On a big day of football on Sunday, two goals from Zlatan Ibrahimovic allowed Paris Saint-Germain to come from behind to beat Marseille 2-1, and they made Zlatan – just turned thirty-four years old – his side’s top scorer of all time. AC Milan were thumped 0-4 at the San Siro against Napoli, Lorenzo Insigne scoring twice. Real Madrid were held to a 1-1 draw across at Atletico. Bayern Munich devastated their Bundesliga rivals Borussia Dortmund 5-1, with two goals apiece from Thomas Muller and Robert Lewandowski, who now has twelve goals in his last four games. Arsenal took apart Manchester United with three goals inside the first twenty minutes.
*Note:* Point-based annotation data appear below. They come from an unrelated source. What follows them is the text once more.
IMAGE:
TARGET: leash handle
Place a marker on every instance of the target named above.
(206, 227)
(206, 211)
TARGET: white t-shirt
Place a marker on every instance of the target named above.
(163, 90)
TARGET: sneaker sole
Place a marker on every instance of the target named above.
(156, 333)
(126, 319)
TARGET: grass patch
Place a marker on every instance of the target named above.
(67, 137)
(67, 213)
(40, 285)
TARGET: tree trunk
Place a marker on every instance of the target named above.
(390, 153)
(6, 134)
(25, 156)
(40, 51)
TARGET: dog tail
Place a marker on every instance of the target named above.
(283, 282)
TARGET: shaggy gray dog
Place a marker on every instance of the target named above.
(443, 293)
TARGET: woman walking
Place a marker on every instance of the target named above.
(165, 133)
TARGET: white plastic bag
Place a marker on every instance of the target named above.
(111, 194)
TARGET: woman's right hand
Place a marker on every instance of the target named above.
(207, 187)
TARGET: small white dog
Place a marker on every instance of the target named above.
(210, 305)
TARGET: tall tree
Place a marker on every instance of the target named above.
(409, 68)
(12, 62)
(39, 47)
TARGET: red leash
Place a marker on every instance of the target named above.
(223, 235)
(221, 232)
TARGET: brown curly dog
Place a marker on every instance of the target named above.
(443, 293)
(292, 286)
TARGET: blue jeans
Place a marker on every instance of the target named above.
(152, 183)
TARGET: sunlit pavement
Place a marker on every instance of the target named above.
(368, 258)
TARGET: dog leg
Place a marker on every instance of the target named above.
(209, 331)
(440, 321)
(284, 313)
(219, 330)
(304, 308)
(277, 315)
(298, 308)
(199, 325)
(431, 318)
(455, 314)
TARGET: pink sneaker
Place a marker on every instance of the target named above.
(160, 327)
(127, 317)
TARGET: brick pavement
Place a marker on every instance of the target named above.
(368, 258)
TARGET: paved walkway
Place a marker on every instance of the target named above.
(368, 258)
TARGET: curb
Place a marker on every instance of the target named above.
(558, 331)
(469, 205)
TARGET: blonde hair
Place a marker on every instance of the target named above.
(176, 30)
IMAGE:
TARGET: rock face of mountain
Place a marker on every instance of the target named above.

And a 1-1 draw at Everton wasn’t enough to save Liverpool manager Brendan Rodgers his job: with the decision already made, he was sacked within an hour of full-time, Jurgen Klopp and Carlo Ancelotti the favourites to replace him.
At last, on Sunday evening, despite losing 4-9 to the Baltimore Orioles – and a long run of poor form which saw them win just ten of their final twenty-six games – the New York Yankees confirmed home field advantage for Tuesday’s American League Wild Card Game at the start of the Major League Baseball postseason. They will face the Houston Astros, who clung on to second in the AL West ahead of the Los Angeles Angels. In the National League Wild Card Game on Wednesday, two teams from the NL Central will face off, the Pittsburgh Pirates hosting the Chicago Cubs.